Vicente Verdú
Lo diré más rudamente: una mujer que viste mal se hace al cabo insoportable. Una mujer que viste mal no por falta de medios económicos sino por falta de criterio estético. La falta de gusto para vestir supone una mutilación esencial y aplicada a las ropas que se visten se convierte en una lastimera manifestación de su autor. No es sólo desagrado el que produce una mujer mal vestida sino, ante todo, piedad; lástima por su minusvalía en el arte de la seducción lo que obliga a la otra parte a la condescendencia y al perdón. Pero ¿cómo sentirse excitado por quien nos comunica menesterosidad?
Es necesario un ejercicio de generosidad superlativo para superar la barrera de ese vacío, un desmedido esfuerzo por olvidar lo que obviamente no se olvida.
Finalmente, el esfuerzo por aceptar y amar a la amante feamente vestida conlleva un sacrificio que nunca se otorga gratuitamente, sin importar la buena disposición. Una cota de la pasión se despilfarra en ello, una buena porción del erotismo debe ser reconducido reflexivamente por conductos que no se hallaban en la entrega. Y, al cabo, el suculento pastel que se pierde cuando sus ropas no son emocionantes significa una pérdida de cuantiosa proporción. El amante decepcionado sólo se recupera con una gimnasia suplementaria que duda sobre su propia justificación. ¿Por qué rendirse a la fealdad? ¿Por qué no mantener la legítima reclamación a la belleza de las ropas?

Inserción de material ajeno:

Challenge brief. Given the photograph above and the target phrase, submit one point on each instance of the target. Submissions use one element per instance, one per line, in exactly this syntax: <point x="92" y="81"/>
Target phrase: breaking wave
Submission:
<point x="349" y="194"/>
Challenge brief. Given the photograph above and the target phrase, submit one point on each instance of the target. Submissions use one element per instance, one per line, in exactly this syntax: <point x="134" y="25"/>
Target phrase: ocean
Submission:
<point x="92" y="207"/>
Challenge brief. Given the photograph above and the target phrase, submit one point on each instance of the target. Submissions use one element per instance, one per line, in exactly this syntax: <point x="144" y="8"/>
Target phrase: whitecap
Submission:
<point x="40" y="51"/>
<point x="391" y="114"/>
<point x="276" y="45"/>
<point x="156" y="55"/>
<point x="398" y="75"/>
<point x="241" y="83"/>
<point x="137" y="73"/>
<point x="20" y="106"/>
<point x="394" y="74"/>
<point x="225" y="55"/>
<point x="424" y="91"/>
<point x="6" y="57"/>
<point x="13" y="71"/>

El vestido es tanto o más que la piel. Tanto como la voz e igual que al sentido que se le atribuye a la amante. Quien viste mal es un sinsensato y, con frecuencia, un malhadado. Va encaminado al error o reside en él. Se acomoda al despropósito y a la ofuscación. No dilucida y, en consecuencia, no será posible que nosotros, el amante, se sienta en verdad distinguido. Si es tan desatinada en su vestir ¿cómo no ha de serlo en el juzgar? Su amor sin singularidad vestimental parece un amor a granel, suscitado por la necesidad o por el hambre. Amor de necesidad y no de distinción. Ante él somos menos una golosina que un rancho. Un menú par llenar el apetito que un festín. De eso se deduce una decepción hacia el objeto amado y, de paso, hacia sí. Uno y otro se ven envueltos en la mediocridad del mal gusto o, lo que es peor, en la pestilente indiferencia del no gusto. El fin de la ilusión, el principio del hedor.